B.3. What are the preoperative considerations for the anesthesiologist before TAA repair?
Answer:
Surgery for TAA repair involves the potential for significant morbidity and mortality. A thorough preoperative workup is important to define the patient's risk of postoperative complications and to facilitate a coordinated anesthetic and surgical plan that provides the greatest likelihood of a good clinical outcome. Particular attention should be given to cardiac, respiratory, renal, and neurologic function because threats to these systems present the greatest risk of increased morbidity and mortality. Although thoracic and thoracoabdominal aneurysm repairs represent high-risk surgical procedures at baseline, patients presenting for urgent or emergent intervention are at the greatest risk of postoperative complications. Unfortunately, these patients may also be clinically unstable, and thorough preoperative workup might not be feasible.
Detailed evaluation of the cardiovascular system is essential prior to undertaking complex aortic repair. Major fluid shifts, aortic cross-clamping, and the physiologic stress of intraoperative and postoperative blood loss represent a significant threat to the cardiovascular system. Major thoracic aortic surgery falls into the highest risk group for perioperative cardiac morbidity. Up to two-thirds of patients demonstrate diastolic dysfunction with aortic cross-clamping, and 30% of patients manifest some degree of cardiac dysfunction postoperatively. Hypertension is a common comorbidity, and older patients may also have coexisting coronary artery disease (CAD). Evidence of congestive heart failure may also be present as a result of progressive AI due to aneurysm enlargement.
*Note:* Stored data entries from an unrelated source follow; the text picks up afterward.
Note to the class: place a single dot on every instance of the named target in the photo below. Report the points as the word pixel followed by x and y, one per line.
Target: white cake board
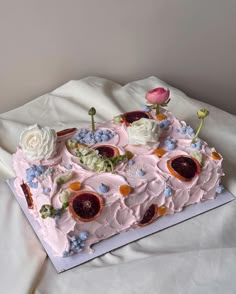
pixel 62 264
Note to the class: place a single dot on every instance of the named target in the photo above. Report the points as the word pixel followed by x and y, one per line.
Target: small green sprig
pixel 92 112
pixel 202 113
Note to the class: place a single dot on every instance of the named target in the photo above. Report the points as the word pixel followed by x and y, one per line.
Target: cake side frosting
pixel 145 172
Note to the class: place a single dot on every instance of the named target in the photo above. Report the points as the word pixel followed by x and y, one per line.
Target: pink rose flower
pixel 158 95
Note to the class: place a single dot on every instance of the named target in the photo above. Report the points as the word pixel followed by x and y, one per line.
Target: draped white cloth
pixel 197 256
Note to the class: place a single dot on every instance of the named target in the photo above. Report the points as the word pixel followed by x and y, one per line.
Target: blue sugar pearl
pixel 30 178
pixel 30 172
pixel 82 244
pixel 34 185
pixel 171 146
pixel 83 235
pixel 37 173
pixel 183 130
pixel 103 188
pixel 46 190
pixel 74 243
pixel 167 192
pixel 98 138
pixel 105 138
pixel 73 246
pixel 162 125
pixel 219 189
pixel 146 108
pixel 73 238
pixel 65 253
pixel 140 173
pixel 68 166
pixel 99 132
pixel 41 168
pixel 79 249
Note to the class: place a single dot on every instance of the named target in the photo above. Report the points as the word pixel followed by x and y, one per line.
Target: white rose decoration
pixel 38 143
pixel 144 132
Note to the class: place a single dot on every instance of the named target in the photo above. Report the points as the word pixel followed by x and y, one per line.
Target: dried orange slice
pixel 215 155
pixel 183 167
pixel 161 116
pixel 85 206
pixel 162 210
pixel 107 150
pixel 159 152
pixel 129 117
pixel 125 190
pixel 75 186
pixel 149 216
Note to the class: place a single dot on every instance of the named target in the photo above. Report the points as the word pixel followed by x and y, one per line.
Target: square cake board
pixel 62 264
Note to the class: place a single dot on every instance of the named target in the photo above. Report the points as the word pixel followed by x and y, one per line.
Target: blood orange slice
pixel 183 167
pixel 129 117
pixel 66 132
pixel 149 216
pixel 108 151
pixel 85 206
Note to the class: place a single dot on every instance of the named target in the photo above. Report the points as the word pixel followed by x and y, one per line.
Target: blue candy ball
pixel 105 138
pixel 103 188
pixel 83 235
pixel 167 192
pixel 140 173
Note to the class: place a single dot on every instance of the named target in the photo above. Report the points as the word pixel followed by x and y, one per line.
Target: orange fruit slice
pixel 75 186
pixel 159 152
pixel 85 206
pixel 161 116
pixel 149 216
pixel 125 190
pixel 183 167
pixel 215 155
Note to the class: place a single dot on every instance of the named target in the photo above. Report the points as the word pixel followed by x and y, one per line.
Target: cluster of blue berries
pixel 187 130
pixel 170 143
pixel 131 162
pixel 85 136
pixel 76 244
pixel 167 191
pixel 146 108
pixel 164 124
pixel 102 188
pixel 219 189
pixel 32 173
pixel 197 145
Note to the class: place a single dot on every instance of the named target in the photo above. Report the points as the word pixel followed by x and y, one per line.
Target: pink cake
pixel 83 186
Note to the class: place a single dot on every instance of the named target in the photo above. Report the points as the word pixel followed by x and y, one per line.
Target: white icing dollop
pixel 38 143
pixel 144 132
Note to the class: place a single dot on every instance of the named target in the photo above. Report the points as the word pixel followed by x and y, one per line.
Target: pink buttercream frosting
pixel 119 213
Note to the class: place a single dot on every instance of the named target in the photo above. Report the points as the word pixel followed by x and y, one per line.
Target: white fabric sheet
pixel 197 256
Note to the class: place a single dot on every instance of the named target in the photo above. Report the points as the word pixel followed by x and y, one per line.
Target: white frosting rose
pixel 144 132
pixel 38 143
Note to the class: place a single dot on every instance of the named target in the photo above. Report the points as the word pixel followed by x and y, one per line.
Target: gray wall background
pixel 190 44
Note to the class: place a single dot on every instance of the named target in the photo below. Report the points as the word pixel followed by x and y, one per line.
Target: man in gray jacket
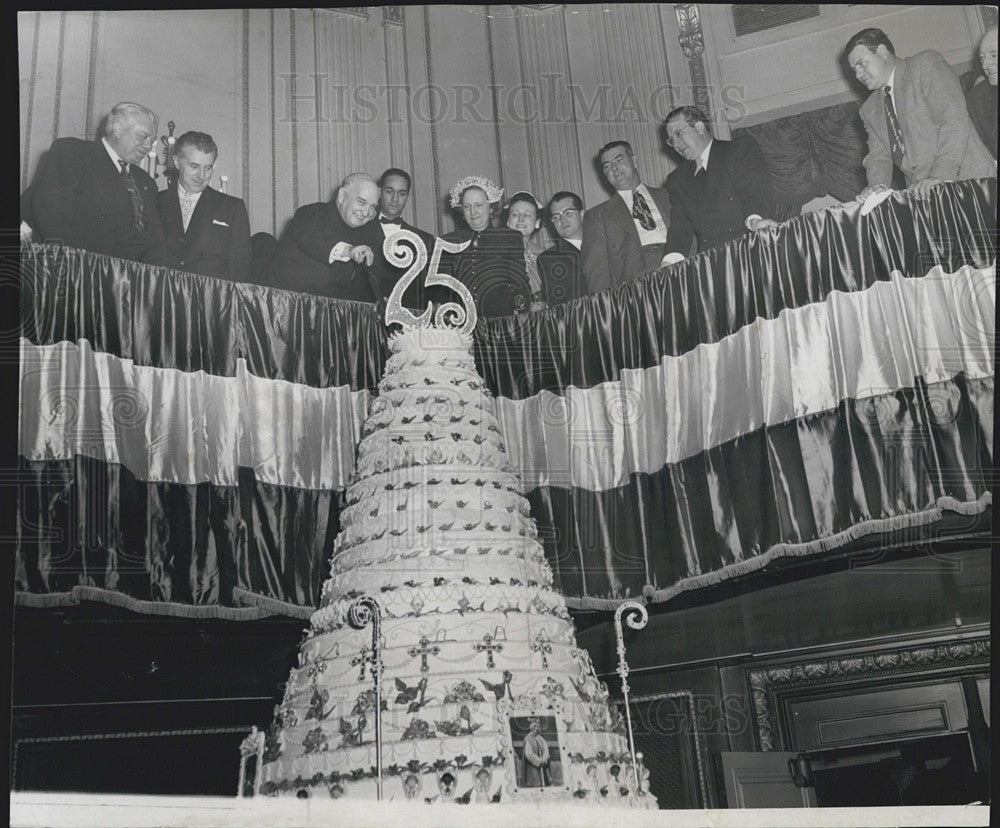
pixel 915 117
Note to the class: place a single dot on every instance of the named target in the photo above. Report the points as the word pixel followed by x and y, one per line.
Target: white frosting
pixel 436 528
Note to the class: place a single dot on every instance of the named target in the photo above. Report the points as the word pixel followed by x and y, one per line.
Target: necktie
pixel 895 133
pixel 187 208
pixel 640 211
pixel 138 213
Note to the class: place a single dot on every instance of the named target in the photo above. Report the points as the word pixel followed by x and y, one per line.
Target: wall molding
pixel 245 93
pixel 692 42
pixel 60 60
pixel 696 736
pixel 768 683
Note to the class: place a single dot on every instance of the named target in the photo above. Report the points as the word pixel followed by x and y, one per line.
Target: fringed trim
pixel 787 550
pixel 119 599
pixel 272 606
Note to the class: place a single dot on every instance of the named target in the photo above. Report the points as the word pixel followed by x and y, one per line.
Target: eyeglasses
pixel 672 138
pixel 564 214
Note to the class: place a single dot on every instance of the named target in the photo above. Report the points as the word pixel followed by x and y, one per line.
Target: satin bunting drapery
pixel 185 441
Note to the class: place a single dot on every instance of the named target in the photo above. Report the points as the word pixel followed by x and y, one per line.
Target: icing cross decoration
pixel 362 658
pixel 489 647
pixel 399 252
pixel 542 645
pixel 423 651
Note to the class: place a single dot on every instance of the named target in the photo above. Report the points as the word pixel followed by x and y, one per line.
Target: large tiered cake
pixel 435 527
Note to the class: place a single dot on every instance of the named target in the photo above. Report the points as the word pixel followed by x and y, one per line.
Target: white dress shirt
pixel 115 157
pixel 188 202
pixel 658 235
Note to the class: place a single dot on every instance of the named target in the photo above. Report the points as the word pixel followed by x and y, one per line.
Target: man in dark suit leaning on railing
pixel 623 237
pixel 95 195
pixel 326 248
pixel 721 190
pixel 206 231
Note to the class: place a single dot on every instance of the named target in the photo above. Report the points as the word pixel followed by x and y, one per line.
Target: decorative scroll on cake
pixel 487 696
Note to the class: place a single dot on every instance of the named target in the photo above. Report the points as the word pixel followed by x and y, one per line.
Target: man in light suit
pixel 95 195
pixel 205 231
pixel 559 266
pixel 722 189
pixel 915 118
pixel 325 244
pixel 623 237
pixel 394 191
pixel 982 98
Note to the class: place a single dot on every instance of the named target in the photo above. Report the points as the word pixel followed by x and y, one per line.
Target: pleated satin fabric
pixel 185 441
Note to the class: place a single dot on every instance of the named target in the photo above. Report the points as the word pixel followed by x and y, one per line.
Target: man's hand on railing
pixel 870 191
pixel 361 253
pixel 922 188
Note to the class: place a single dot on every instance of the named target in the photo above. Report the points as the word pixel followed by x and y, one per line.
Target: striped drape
pixel 185 442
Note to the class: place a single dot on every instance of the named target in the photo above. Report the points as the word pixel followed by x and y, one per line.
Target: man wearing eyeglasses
pixel 720 191
pixel 559 266
pixel 623 237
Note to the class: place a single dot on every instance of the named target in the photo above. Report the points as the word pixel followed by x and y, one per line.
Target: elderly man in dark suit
pixel 721 190
pixel 623 237
pixel 205 231
pixel 915 118
pixel 559 266
pixel 394 191
pixel 95 195
pixel 982 98
pixel 325 244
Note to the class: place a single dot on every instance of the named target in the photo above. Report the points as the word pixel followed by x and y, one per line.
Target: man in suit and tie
pixel 205 231
pixel 559 266
pixel 95 195
pixel 623 237
pixel 915 118
pixel 721 190
pixel 981 99
pixel 324 244
pixel 394 190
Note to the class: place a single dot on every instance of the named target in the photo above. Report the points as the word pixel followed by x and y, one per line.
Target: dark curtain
pixel 812 154
pixel 185 442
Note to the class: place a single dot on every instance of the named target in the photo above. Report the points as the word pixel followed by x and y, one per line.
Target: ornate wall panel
pixel 767 684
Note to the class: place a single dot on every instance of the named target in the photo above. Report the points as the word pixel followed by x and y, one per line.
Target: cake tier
pixel 593 771
pixel 435 497
pixel 440 452
pixel 385 553
pixel 453 479
pixel 443 645
pixel 458 596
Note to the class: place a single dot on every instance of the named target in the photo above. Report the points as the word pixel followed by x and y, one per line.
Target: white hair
pixel 356 178
pixel 124 113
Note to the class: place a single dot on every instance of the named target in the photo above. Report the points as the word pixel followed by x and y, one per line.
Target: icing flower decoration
pixel 493 193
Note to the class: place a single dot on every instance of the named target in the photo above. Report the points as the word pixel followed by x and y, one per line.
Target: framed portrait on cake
pixel 536 746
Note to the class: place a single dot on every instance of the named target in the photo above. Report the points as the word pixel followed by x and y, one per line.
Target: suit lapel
pixel 621 216
pixel 202 215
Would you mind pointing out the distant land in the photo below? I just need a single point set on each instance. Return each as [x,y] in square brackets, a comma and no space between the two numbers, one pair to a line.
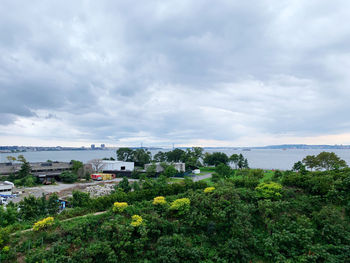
[13,149]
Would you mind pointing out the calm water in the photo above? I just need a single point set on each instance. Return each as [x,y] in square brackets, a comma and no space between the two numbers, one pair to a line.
[266,159]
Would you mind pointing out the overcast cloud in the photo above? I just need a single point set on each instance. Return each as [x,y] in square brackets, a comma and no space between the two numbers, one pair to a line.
[209,73]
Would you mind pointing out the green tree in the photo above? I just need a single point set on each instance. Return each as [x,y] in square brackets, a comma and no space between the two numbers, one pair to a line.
[215,158]
[170,171]
[234,158]
[124,185]
[299,167]
[223,170]
[330,161]
[160,157]
[80,199]
[151,170]
[310,162]
[175,155]
[125,154]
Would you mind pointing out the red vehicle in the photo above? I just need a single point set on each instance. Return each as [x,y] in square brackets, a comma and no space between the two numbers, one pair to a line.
[97,177]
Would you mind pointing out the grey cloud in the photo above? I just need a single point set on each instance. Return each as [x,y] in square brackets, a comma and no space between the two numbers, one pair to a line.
[177,70]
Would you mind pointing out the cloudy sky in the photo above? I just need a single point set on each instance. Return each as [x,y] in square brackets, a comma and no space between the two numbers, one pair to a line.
[207,73]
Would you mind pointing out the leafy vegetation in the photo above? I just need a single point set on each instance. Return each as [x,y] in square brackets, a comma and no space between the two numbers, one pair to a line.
[248,216]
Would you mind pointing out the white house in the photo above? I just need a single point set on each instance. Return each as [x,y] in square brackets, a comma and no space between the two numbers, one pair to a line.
[180,167]
[117,166]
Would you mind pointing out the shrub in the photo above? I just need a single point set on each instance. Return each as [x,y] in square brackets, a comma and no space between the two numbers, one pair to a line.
[209,189]
[42,224]
[159,200]
[68,177]
[136,220]
[119,206]
[269,190]
[6,249]
[181,205]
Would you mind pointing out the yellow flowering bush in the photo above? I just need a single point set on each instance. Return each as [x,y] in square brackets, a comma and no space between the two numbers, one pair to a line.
[209,189]
[136,220]
[181,205]
[46,222]
[159,200]
[269,190]
[119,206]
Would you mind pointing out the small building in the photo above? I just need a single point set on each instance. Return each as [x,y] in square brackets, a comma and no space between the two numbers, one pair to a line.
[117,166]
[6,188]
[102,176]
[180,167]
[196,171]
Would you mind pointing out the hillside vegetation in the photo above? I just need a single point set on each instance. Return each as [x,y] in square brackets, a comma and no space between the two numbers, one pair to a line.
[289,217]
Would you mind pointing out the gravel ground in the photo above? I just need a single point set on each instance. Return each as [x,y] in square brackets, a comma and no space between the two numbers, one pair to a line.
[60,188]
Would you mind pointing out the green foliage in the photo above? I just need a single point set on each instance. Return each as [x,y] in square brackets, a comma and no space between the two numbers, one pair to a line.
[151,170]
[271,190]
[181,205]
[169,171]
[124,185]
[324,160]
[160,157]
[175,155]
[309,222]
[223,170]
[68,177]
[125,154]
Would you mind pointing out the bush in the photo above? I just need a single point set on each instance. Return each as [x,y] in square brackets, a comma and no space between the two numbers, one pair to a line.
[159,200]
[42,224]
[209,189]
[181,205]
[119,206]
[269,190]
[136,220]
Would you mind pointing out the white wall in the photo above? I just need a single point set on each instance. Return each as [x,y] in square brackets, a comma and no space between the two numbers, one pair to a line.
[5,189]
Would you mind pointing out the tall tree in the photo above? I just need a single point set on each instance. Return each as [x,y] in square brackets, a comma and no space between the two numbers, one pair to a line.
[310,161]
[215,158]
[234,158]
[160,157]
[175,155]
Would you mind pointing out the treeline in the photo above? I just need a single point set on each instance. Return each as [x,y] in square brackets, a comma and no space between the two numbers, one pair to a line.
[24,177]
[192,157]
[290,217]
Cardiac workup should at least include an electrocardiogram (ECG) and TTE, although stress testing and/or coronary angiography are routinely performed at many centers. Patients who are found to have unstable CAD, left main stenosis, or three-vessel disease are typically revascularized prior to or during the repair of the aneurysm. There is debate about whether or not to perform percutaneous coronary intervention (PCI) on less complex lesions because the antiplatelet therapy that accompanies PCI may complicate surgical hemostasis. Occasionally, aneurysmal expansion can result in ischemia from compression of the coronary arteries. Patients taking antihypertensive and antianginal drugs should continue these until the time of surgery, and titrated preoperative anxiolysis medication is important to prevent stress-induced hypertension and tachycardia, which could precipitate aneurysm rupture. Therapeutic anticoagulation or antiplatelet agents should be discontinued or bridged with short-acting alternatives prior to surgical intervention.
The respiratory system also deserves special attention in the preoperative evaluation of patients undergoing thoracic aneurysm repair. Perioperative respiratory failure is the most common serious complication of thoracic and thoracoabdominal aneurysm repair, and patients with a history of smoking or COPD are at especially high risk. Pulmonary function testing and a room air arterial blood gas analysis should be obtained preoperatively because one-lung ventilation (OLV) is important for open surgical repair of Crawford type I, II, III, and V aneurysms. Patients with very poor pulmonary reserve may require cardiopulmonary bypass (CPB) because of an inability to tolerate OLV. Preoperative smoking cessation should be encouraged.
In addition to the evaluation of pulmonary mechanics, history should include consideration of positional dyspnea or stridor, which may indicate aneurysmal compression of the trachea or, more commonly, the left mainstem bronchus. A review of the CT or MRI is important to determine whether significant bronchial compression is present because this may complicate airway management and double-lumen endotracheal tube placement. Finally, patients with significant preoperative respiratory dysfunction should be counseled about the possible need for prolonged postoperative mechanical ventilation, including tracheostomy placement.
Many patients also have baseline renal insufficiency, which places them at risk for subsequent postoperative renal failure. There is a high incidence of postoperative acute kidney injury following TAAA, with series reporting 1% to 17% of patients requiring hemodialysis and 6% with chronic renal failure. Although evidence for preoperative hydration is minimal, at many centers, it is common practice to admit patients the night before surgery for intravenous (IV) hydration.
The neurologic system deserves special consideration, given the risk to both the brain and spinal cord during aneurysm repair. In an effort to minimize stroke risk, carotid and brachiocephalic angiography are often performed preoperatively, especially in patients with a prior history of stroke or transient ischemic attack. Patients should also be counseled about the risk of possible postoperative paralysis from spinal cord ischemia. Although the risk was historically much higher, the current incidence of postoperative spinal cord injury is between 2% and 15%, depending on the anatomy of the aneurysm, urgency of the repair, patient comorbidities, and surgeon and center experience. Onset can either be immediate or delayed up to 2 weeks, in both open and endovascular repairs.
In summary, preoperative assessment prior to thoracic aneurysm repair is important for both anesthetic and surgical planning. Although aortic surgery represents a high-risk procedure, evaluation of clinical risk factors, multisystem assessment, thoughtful preoperative testing, and, when appropriate, referral to subspecialists for medical optimization can improve perioperative outcome.